An elephant in the GOP living room: troop numbers in Iraq
Bush has no plans to add troops in Iraq, but questions persist about whether the US force has been big enough.
WASHINGTON
The question of whether the United States waged war on Iraq with sufficient troop force may seem like spilled milk 18 months after the invasion. But as the Abu Ghraib prisoner abuse investigations and continuing violence in Iraq demonstrate, it is not an issue that will be sopped up any time soon.
In part that is because this is an election season where Iraq will loom large, analysts say, with voters weighing the Bush administration's signature foreign-policy action. Distilled, the Abu Ghraib investigation is an indictment of the decision to send far fewer troops than some top Pentagon brass insisted would be necessary.

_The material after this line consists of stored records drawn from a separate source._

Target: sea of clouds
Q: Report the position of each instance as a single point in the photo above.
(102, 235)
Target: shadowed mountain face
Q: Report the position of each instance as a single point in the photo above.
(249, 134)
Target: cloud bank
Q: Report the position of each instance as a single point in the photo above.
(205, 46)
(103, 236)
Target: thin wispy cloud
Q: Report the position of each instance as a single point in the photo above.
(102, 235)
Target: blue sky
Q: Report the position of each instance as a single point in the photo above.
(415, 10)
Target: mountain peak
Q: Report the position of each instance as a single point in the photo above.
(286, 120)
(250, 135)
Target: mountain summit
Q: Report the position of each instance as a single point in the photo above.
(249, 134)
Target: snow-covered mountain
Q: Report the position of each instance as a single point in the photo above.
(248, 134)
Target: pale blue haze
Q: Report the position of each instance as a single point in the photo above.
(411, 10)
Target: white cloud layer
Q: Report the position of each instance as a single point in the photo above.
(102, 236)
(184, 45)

But it is also because the continued widespread fighting in Iraq, involving daily US casualties, raises questions about troop levels: how past decisions affected the situation US soldiers are in today, whether the kinds of soldiers in combat are the right ones, and how US military presence might change in the future.
"This is not just something scholars are wrestling with, but an issue with ongoing policy and political relevance because it goes to the heart of whether the Bush administration correctly gauged how the war would unfold," says Andrew Bacevich, a retired army officer and director of the Center for International Relations at Boston University. "As events are making very clear, we don't have enough people on the ground to do the job that's necessary."

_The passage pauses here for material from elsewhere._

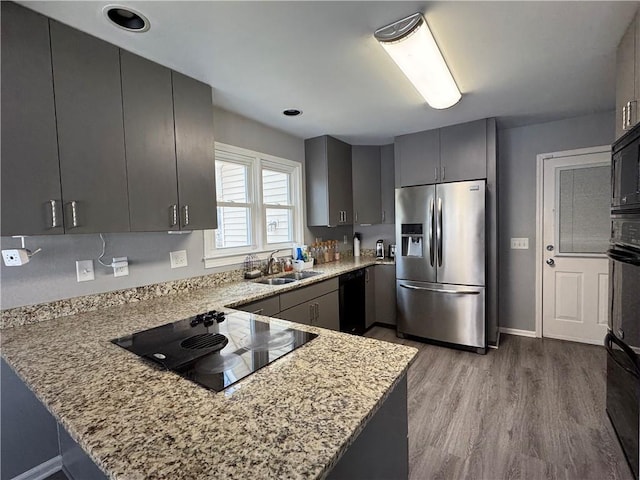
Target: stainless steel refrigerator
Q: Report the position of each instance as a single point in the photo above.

Many experts agree that in hindsight not enough troops were deployed to occupy Iraq after defeating Saddam Hussein - indeed, even President Bush said in an interview with The New York Times last week that "miscalculations" were made, though he added that his plan had been "flexible" and adjusted to needs.
In any case, some of them say the time to talk about increasing US troop numbers has passed, superseded by the need to put Iraqis in charge of their own country.
"The issue of troop levels is important but it is becoming a historical question as our focus shifts to how to 'Iraqify' the effort there as quickly as possible," says Michael O'Hanlon, a military and foreign policy expert at the Brookings Institution in Washington. "You don't hear a lot of tough talk in Congress about the need for more troops like you did a year ago."
Even Sen. John McCain, who has consistently supported sending more troops to make sure the US wins the conflict, did not mention that position when he addressed the Republican Party's convention Monday. The Arizona Republican continues to believe that troop levels in Iraq - nearly 160,000 soldiers - are not enough, but he is expected to reserve that point for fall Senate hearings.Yet, as the senator's prime-time speech suggests, Iraq and the place of US troops there will be key to the election.
"This is very much a political issue, and it's because of the stress placed on the forces, both in the occupation period that has now ended and in this new phase," says Patrick Lang, a retired officer from the Defense Intelligence Agency.
With the National Guard now making up 40 percent of US forces in Iraq, Colonel Lang says many Americans are well aware of the strain. "The heavy Guard involvement means all this is reaching directly into little communities all across the country," he says, "and it has a political impact."
The Abu Ghraib investigations find the scandal part of an over-all picture of chaos in postwar Iraq. Not enough troops were on hand to control looting and social deterioration, the reports find. And then when prisons filled, too few experienced guards were available to run them.
Mr. Bacevich says that emerging picture is relevant to political decisionmaking now because it links the "wildly overly optimistic estimations of what would be the aftermath of deposing Saddam Hussein" and the number of troops on hand. "In the case of Abu Ghraib," he says, "it led to far too few soldiers trying to handle far too many disgruntled prisoners."
And that's important, other analysts say, because the scandal contributed to what they see as the biggest US problem in Iraq today: growing anti-Americanism.
"We can't afford to increase the visibility of American forces in Iraq, so talk of increasing their numbers is beside the point," says Mr. O'Hanlon of Brookings. Nor, he adds, can the government of Prime Minister Iyad Allawi risk looking even more dependent on the Americans.
Bacevich says the continuing violence indicates that more US troops are needed if security and order is to be established. But he says any discussion of that will be put off until after the election, since it brings up difficult questions of total troop force and even of a possible draft.
But others insist that no matter what one might conclude about past decisions on troop numbers in Iraq, the kind of conflict the country faces now is not one the US can solve.
"I don't think we could ever have enough numbers to handle this now," says Lang. "At this point this has to be done on Iraqi terms and settled among themselves."